Spider Tracks Limited
- Trade name: Spidertracks
- Company type: Privately held company
- Industry: Aviation
- Founded: 2007
- Founder: James McCarthy
- Headquarters: Auckland, New Zealand
- Area served: Worldwide
- Key people: Aleks Banas, CEO
- Website: www.spidertracks.com

= Spidertracks =

New Zealand company

Spidertracks was a New Zealand–based company specialising in the development of hardware and software for the general aviation industry. The company specialised in flight tracking, aviation communication, and flight data acquisition.

== History ==
Spidertracks was founded by James McCarthy in 2007 in the small rural town of Pohangina, just outside Palmerston North, New Zealand. Following the death of high-profile businessman Michael Erceg in a helicopter crash in 2005, Erceg's downed aircraft was not located for two-weeks due to the failure of an emergency locator transmitter (ELT).

McCarthy and some associates saw the opportunity to develop a lightweight, portable, 'real-time' GPS tracking device for the aviation industry.

The team developed a device known as a 'Spider' – a small device that plugs into an aircraft's auxiliary power outlet and is mounted in the cockpit.

Information such the aircraft's location, altitude, speed, and direction were transmitted via the Iridium satellite network every two minutes to the Spidertracks software platform. The founders claimed this offered a much more reliable way to locate an aircraft in an emergency situation.

Spider Tracks Limited was registered with the New Zealand Companies Office on 20 February 2007.

In 2020, Spidertracks launched their latest hardware device – 'Spider X'. According the Spidertracks, in addition to the real-time tracking and communication functions of previous models, the device is able to record and wirelessly transmit attitude and heading reference system (AHRS) data to the Spidertracks cloud-based platform. The flight data is then processed post-flight to enable a 3D virtual flight replay and reporting on specific events or safety violations. Spidertracks claim this provides a low-cost, simple solution for Flight Data Monitoring and Flight Operations Quality Assurance for the General Aviation industry.

In March 2022, investment firm Arcadea Group acquired a 95% shareholding of Spidertracks for an undisclosed sum.

In June 2023, the strategic merger of Air Maestro and Spidertracks was announced. Arcadea's Managing Director Paul Yancich stated in a press release that “Air Maestro and Spidertracks have long been solving different elements of the same fundamental challenge within aviation: how to operate a profitable, successful flight organization without ever sacrificing quality, safety, or efficiency.
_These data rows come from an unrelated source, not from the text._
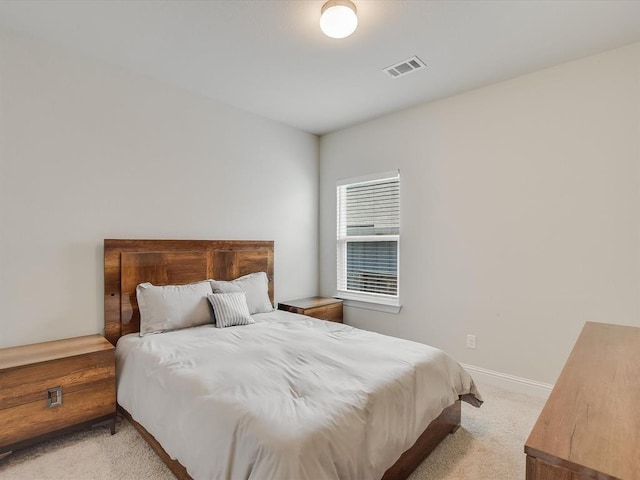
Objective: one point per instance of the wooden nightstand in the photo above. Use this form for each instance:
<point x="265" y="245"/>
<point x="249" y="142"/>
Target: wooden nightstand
<point x="54" y="387"/>
<point x="318" y="307"/>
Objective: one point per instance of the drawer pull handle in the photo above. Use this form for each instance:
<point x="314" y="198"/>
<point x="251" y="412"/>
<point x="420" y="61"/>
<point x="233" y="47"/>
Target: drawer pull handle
<point x="54" y="397"/>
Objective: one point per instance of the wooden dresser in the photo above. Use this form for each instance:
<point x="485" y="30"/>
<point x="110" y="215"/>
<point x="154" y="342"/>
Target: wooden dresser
<point x="53" y="387"/>
<point x="589" y="427"/>
<point x="324" y="308"/>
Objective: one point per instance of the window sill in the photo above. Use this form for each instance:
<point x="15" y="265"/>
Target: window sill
<point x="367" y="304"/>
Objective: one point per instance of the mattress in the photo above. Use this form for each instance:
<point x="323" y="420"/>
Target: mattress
<point x="289" y="397"/>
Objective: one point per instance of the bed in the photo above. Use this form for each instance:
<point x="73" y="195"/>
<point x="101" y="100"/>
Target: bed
<point x="286" y="397"/>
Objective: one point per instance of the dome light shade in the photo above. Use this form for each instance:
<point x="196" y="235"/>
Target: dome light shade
<point x="338" y="18"/>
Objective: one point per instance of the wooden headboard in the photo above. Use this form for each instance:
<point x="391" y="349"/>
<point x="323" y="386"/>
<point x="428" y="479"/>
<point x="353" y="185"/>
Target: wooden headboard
<point x="171" y="262"/>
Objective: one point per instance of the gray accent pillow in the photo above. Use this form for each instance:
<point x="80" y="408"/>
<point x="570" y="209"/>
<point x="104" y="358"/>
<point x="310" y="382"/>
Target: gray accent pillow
<point x="254" y="285"/>
<point x="171" y="307"/>
<point x="230" y="309"/>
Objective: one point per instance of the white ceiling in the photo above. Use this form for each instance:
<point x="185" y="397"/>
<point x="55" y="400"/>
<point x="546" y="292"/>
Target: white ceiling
<point x="270" y="58"/>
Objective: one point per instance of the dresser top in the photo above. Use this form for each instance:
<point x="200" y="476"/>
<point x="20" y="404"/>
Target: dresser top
<point x="592" y="417"/>
<point x="43" y="352"/>
<point x="312" y="302"/>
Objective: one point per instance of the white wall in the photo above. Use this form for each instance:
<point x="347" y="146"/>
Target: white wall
<point x="89" y="152"/>
<point x="520" y="212"/>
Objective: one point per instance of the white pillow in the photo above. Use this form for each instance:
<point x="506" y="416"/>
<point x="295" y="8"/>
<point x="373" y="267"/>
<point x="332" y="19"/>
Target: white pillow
<point x="230" y="309"/>
<point x="171" y="307"/>
<point x="254" y="285"/>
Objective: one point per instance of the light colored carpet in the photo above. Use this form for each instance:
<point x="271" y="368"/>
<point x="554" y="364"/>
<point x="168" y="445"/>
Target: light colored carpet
<point x="488" y="446"/>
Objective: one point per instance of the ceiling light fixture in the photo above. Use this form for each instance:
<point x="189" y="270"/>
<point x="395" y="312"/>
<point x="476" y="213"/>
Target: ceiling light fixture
<point x="338" y="18"/>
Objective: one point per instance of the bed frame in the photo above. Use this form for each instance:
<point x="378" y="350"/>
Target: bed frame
<point x="161" y="262"/>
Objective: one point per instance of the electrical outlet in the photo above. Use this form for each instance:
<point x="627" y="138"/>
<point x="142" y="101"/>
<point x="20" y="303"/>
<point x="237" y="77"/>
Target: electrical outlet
<point x="471" y="341"/>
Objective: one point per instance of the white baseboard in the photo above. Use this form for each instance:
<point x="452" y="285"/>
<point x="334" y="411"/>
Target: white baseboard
<point x="509" y="382"/>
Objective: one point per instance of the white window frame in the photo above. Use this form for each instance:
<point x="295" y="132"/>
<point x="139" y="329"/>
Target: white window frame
<point x="387" y="303"/>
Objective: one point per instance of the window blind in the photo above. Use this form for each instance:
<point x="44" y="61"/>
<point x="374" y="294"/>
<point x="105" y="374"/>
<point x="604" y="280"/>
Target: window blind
<point x="369" y="237"/>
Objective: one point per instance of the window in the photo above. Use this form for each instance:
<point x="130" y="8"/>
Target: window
<point x="369" y="238"/>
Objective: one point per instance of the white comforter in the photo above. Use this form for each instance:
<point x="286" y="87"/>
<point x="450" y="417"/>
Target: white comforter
<point x="290" y="397"/>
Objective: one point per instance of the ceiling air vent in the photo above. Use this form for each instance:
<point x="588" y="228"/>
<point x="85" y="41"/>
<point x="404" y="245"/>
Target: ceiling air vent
<point x="402" y="68"/>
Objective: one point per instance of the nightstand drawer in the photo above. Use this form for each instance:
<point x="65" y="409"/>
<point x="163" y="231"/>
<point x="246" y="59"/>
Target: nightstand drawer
<point x="30" y="383"/>
<point x="55" y="386"/>
<point x="35" y="418"/>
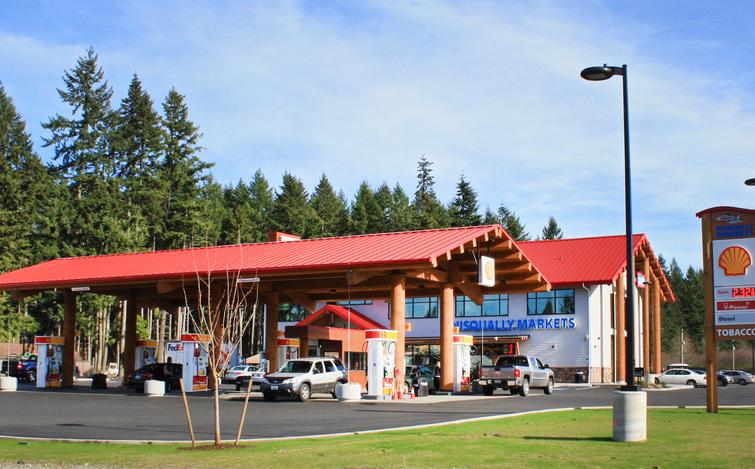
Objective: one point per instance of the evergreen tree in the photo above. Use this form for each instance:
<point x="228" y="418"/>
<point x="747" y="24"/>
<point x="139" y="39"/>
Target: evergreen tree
<point x="262" y="205"/>
<point x="463" y="210"/>
<point x="82" y="143"/>
<point x="552" y="230"/>
<point x="138" y="141"/>
<point x="428" y="211"/>
<point x="291" y="210"/>
<point x="512" y="225"/>
<point x="183" y="174"/>
<point x="364" y="210"/>
<point x="401" y="214"/>
<point x="384" y="205"/>
<point x="329" y="210"/>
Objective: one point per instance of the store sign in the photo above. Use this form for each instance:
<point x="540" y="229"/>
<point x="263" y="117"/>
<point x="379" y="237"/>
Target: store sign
<point x="486" y="274"/>
<point x="505" y="325"/>
<point x="732" y="256"/>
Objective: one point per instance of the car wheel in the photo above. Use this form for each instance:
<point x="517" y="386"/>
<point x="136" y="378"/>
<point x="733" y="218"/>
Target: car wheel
<point x="549" y="387"/>
<point x="304" y="392"/>
<point x="524" y="389"/>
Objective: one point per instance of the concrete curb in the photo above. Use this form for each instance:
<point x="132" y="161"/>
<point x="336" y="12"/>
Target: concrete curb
<point x="364" y="432"/>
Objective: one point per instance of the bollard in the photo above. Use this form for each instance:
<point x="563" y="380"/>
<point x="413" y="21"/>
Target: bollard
<point x="629" y="416"/>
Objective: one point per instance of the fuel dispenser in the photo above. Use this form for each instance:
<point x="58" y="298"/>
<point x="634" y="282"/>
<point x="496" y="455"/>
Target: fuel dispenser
<point x="462" y="362"/>
<point x="195" y="354"/>
<point x="146" y="353"/>
<point x="288" y="349"/>
<point x="49" y="361"/>
<point x="381" y="350"/>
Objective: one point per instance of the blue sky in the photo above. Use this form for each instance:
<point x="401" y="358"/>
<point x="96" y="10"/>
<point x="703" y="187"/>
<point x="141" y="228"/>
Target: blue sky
<point x="360" y="90"/>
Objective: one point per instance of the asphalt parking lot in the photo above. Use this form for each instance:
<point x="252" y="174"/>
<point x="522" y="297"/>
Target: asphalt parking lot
<point x="123" y="415"/>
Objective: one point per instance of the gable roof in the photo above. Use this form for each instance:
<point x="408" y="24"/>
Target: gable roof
<point x="595" y="260"/>
<point x="358" y="319"/>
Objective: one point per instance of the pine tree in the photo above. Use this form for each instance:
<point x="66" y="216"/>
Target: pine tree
<point x="463" y="210"/>
<point x="262" y="205"/>
<point x="291" y="210"/>
<point x="428" y="211"/>
<point x="183" y="172"/>
<point x="552" y="230"/>
<point x="96" y="222"/>
<point x="512" y="225"/>
<point x="329" y="210"/>
<point x="365" y="213"/>
<point x="138" y="142"/>
<point x="401" y="214"/>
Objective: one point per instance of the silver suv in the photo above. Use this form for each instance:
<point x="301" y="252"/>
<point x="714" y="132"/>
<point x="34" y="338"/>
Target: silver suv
<point x="302" y="377"/>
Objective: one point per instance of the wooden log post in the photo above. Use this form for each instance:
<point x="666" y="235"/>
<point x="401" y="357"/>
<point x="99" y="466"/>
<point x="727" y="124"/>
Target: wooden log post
<point x="398" y="323"/>
<point x="446" y="336"/>
<point x="69" y="335"/>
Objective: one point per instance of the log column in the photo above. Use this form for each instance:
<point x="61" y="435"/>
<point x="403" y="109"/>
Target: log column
<point x="129" y="351"/>
<point x="657" y="365"/>
<point x="69" y="335"/>
<point x="620" y="330"/>
<point x="398" y="323"/>
<point x="446" y="336"/>
<point x="646" y="317"/>
<point x="271" y="331"/>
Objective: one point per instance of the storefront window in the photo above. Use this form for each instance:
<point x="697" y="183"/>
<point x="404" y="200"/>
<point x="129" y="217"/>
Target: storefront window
<point x="290" y="312"/>
<point x="552" y="302"/>
<point x="494" y="305"/>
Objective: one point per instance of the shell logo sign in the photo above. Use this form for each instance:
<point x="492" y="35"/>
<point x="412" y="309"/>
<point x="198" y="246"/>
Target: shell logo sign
<point x="734" y="261"/>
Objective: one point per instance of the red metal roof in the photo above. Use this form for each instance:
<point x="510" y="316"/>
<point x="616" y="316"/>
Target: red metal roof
<point x="358" y="319"/>
<point x="595" y="260"/>
<point x="411" y="247"/>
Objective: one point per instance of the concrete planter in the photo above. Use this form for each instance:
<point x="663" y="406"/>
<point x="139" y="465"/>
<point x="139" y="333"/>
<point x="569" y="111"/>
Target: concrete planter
<point x="154" y="388"/>
<point x="348" y="392"/>
<point x="8" y="384"/>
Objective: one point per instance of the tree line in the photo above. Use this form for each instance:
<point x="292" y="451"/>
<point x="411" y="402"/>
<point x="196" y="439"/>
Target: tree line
<point x="129" y="176"/>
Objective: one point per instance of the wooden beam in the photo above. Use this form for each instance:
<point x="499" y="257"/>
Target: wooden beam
<point x="429" y="275"/>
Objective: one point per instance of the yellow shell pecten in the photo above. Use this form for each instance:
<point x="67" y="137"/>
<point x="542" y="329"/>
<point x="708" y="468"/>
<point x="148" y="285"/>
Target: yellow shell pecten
<point x="735" y="260"/>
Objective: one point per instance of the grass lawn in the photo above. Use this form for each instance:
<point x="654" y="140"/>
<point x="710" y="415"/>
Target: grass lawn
<point x="677" y="438"/>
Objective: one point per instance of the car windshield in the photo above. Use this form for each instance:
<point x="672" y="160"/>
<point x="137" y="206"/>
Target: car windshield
<point x="296" y="366"/>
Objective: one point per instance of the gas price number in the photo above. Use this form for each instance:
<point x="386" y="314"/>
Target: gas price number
<point x="743" y="292"/>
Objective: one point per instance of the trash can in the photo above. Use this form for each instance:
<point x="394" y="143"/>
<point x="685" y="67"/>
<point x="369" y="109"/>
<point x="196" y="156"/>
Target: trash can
<point x="99" y="381"/>
<point x="423" y="388"/>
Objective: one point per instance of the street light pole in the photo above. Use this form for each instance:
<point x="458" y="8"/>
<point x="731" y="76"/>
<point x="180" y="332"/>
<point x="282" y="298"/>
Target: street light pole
<point x="598" y="74"/>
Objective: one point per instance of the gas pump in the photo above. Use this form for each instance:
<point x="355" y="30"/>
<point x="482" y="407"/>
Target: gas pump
<point x="288" y="349"/>
<point x="49" y="361"/>
<point x="381" y="349"/>
<point x="195" y="356"/>
<point x="146" y="353"/>
<point x="462" y="362"/>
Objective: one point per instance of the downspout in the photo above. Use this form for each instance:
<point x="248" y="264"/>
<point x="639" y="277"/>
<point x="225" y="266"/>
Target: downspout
<point x="589" y="344"/>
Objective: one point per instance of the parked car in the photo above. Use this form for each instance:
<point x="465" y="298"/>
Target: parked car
<point x="412" y="376"/>
<point x="740" y="377"/>
<point x="171" y="373"/>
<point x="237" y="371"/>
<point x="721" y="378"/>
<point x="242" y="382"/>
<point x="302" y="377"/>
<point x="517" y="374"/>
<point x="682" y="376"/>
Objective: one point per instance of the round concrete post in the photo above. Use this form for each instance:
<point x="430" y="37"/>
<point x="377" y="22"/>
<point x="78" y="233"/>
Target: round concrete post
<point x="629" y="416"/>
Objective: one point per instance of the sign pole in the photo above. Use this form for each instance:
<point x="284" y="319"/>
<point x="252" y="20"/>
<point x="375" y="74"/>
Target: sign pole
<point x="711" y="390"/>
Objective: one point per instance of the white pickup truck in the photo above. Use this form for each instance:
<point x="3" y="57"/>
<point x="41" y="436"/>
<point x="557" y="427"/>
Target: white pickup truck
<point x="518" y="374"/>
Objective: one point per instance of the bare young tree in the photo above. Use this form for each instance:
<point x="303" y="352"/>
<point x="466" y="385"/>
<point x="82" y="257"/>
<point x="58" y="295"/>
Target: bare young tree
<point x="219" y="301"/>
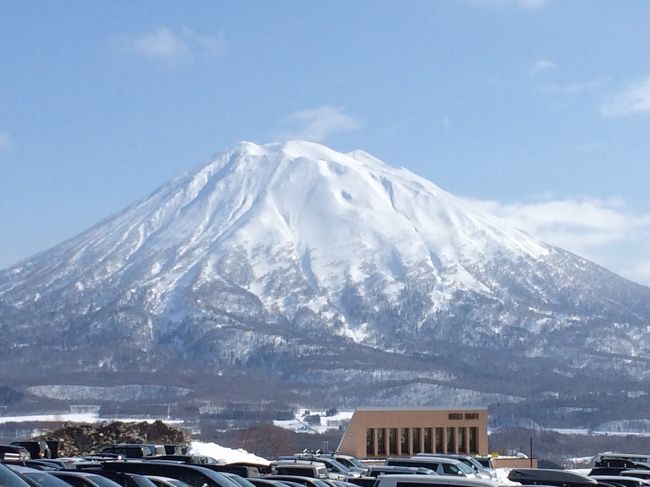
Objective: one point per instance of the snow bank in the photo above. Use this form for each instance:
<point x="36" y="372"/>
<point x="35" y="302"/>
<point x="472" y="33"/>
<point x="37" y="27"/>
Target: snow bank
<point x="502" y="477"/>
<point x="223" y="454"/>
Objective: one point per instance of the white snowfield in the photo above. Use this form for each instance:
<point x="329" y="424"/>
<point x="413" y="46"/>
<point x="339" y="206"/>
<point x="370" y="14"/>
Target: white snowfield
<point x="225" y="455"/>
<point x="299" y="424"/>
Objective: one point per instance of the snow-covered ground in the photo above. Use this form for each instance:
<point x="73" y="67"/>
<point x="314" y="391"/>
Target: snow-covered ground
<point x="79" y="418"/>
<point x="225" y="455"/>
<point x="502" y="477"/>
<point x="299" y="423"/>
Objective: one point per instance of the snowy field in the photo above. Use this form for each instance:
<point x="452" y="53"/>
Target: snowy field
<point x="299" y="423"/>
<point x="225" y="455"/>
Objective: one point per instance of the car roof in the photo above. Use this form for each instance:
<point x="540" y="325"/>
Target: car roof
<point x="439" y="479"/>
<point x="427" y="458"/>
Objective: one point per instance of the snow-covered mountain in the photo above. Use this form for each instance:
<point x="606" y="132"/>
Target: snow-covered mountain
<point x="317" y="266"/>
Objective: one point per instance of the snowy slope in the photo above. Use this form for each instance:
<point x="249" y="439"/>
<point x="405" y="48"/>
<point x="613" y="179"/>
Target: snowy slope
<point x="273" y="252"/>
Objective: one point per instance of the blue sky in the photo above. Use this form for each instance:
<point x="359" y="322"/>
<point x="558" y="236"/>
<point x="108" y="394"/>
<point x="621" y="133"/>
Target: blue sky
<point x="538" y="110"/>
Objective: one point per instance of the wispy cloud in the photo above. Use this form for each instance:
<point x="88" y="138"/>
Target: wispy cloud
<point x="320" y="123"/>
<point x="632" y="100"/>
<point x="171" y="47"/>
<point x="595" y="229"/>
<point x="571" y="88"/>
<point x="541" y="66"/>
<point x="5" y="142"/>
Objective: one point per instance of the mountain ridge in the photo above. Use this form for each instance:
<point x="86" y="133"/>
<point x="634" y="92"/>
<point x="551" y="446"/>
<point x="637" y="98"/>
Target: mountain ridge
<point x="275" y="253"/>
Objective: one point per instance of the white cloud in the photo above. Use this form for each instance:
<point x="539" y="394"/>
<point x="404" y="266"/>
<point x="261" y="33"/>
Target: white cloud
<point x="5" y="142"/>
<point x="571" y="88"/>
<point x="171" y="47"/>
<point x="318" y="124"/>
<point x="542" y="65"/>
<point x="604" y="231"/>
<point x="634" y="99"/>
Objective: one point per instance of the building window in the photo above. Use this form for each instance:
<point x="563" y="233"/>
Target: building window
<point x="462" y="441"/>
<point x="473" y="439"/>
<point x="416" y="441"/>
<point x="392" y="441"/>
<point x="404" y="441"/>
<point x="451" y="440"/>
<point x="440" y="446"/>
<point x="427" y="441"/>
<point x="381" y="441"/>
<point x="370" y="442"/>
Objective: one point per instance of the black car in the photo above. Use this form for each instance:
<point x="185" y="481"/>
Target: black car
<point x="37" y="449"/>
<point x="9" y="478"/>
<point x="14" y="452"/>
<point x="128" y="479"/>
<point x="192" y="474"/>
<point x="83" y="479"/>
<point x="37" y="478"/>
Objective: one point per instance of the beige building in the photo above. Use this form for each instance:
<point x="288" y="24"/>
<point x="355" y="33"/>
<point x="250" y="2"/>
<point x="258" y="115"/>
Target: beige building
<point x="384" y="432"/>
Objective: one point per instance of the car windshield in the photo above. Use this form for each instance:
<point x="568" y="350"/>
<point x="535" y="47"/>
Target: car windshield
<point x="11" y="479"/>
<point x="450" y="468"/>
<point x="466" y="469"/>
<point x="334" y="463"/>
<point x="356" y="462"/>
<point x="477" y="465"/>
<point x="102" y="481"/>
<point x="240" y="480"/>
<point x="46" y="480"/>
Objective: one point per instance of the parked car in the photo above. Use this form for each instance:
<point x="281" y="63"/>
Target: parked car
<point x="37" y="449"/>
<point x="302" y="468"/>
<point x="128" y="450"/>
<point x="297" y="479"/>
<point x="431" y="480"/>
<point x="191" y="459"/>
<point x="83" y="479"/>
<point x="14" y="452"/>
<point x="641" y="474"/>
<point x="167" y="481"/>
<point x="128" y="479"/>
<point x="194" y="475"/>
<point x="622" y="480"/>
<point x="348" y="460"/>
<point x="470" y="461"/>
<point x="377" y="470"/>
<point x="440" y="465"/>
<point x="545" y="476"/>
<point x="35" y="478"/>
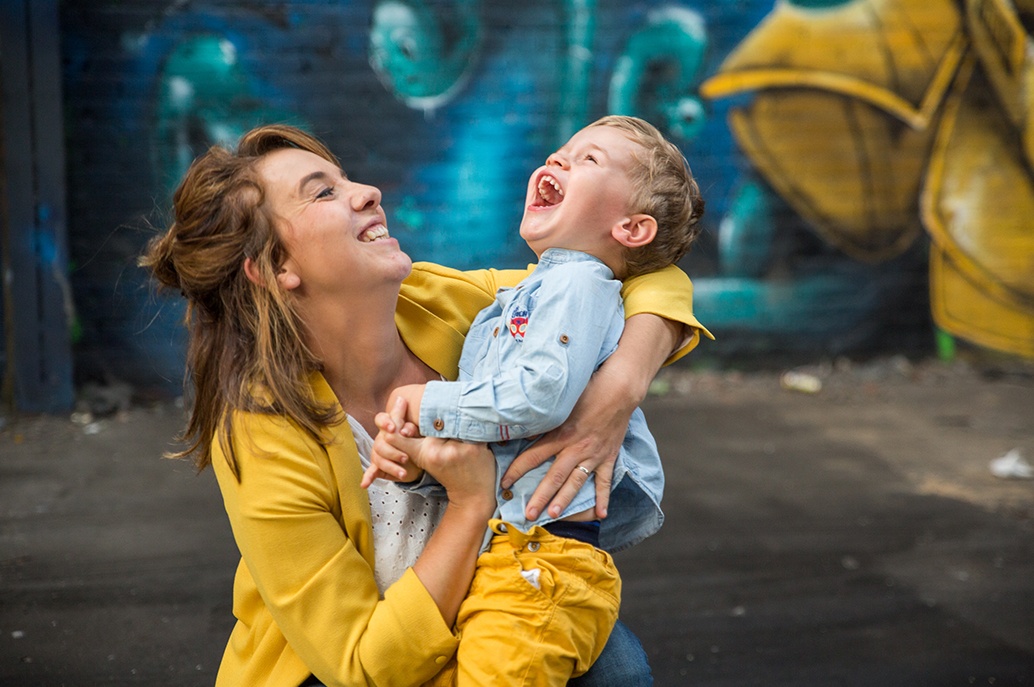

This is a monumental challenge, and, until this merger, no single business could come close to serving customers’ entire needs.”. Aleks Banas, CEO of Air Maestro, took over the CEO role of the combined business.

In early 2025, Spidertracks was merged with a number of other companies into Vellox Group.

== Locations ==
Spidertracks' head office was in Auckland, New Zealand, with a secondary office in Parker, Colorado.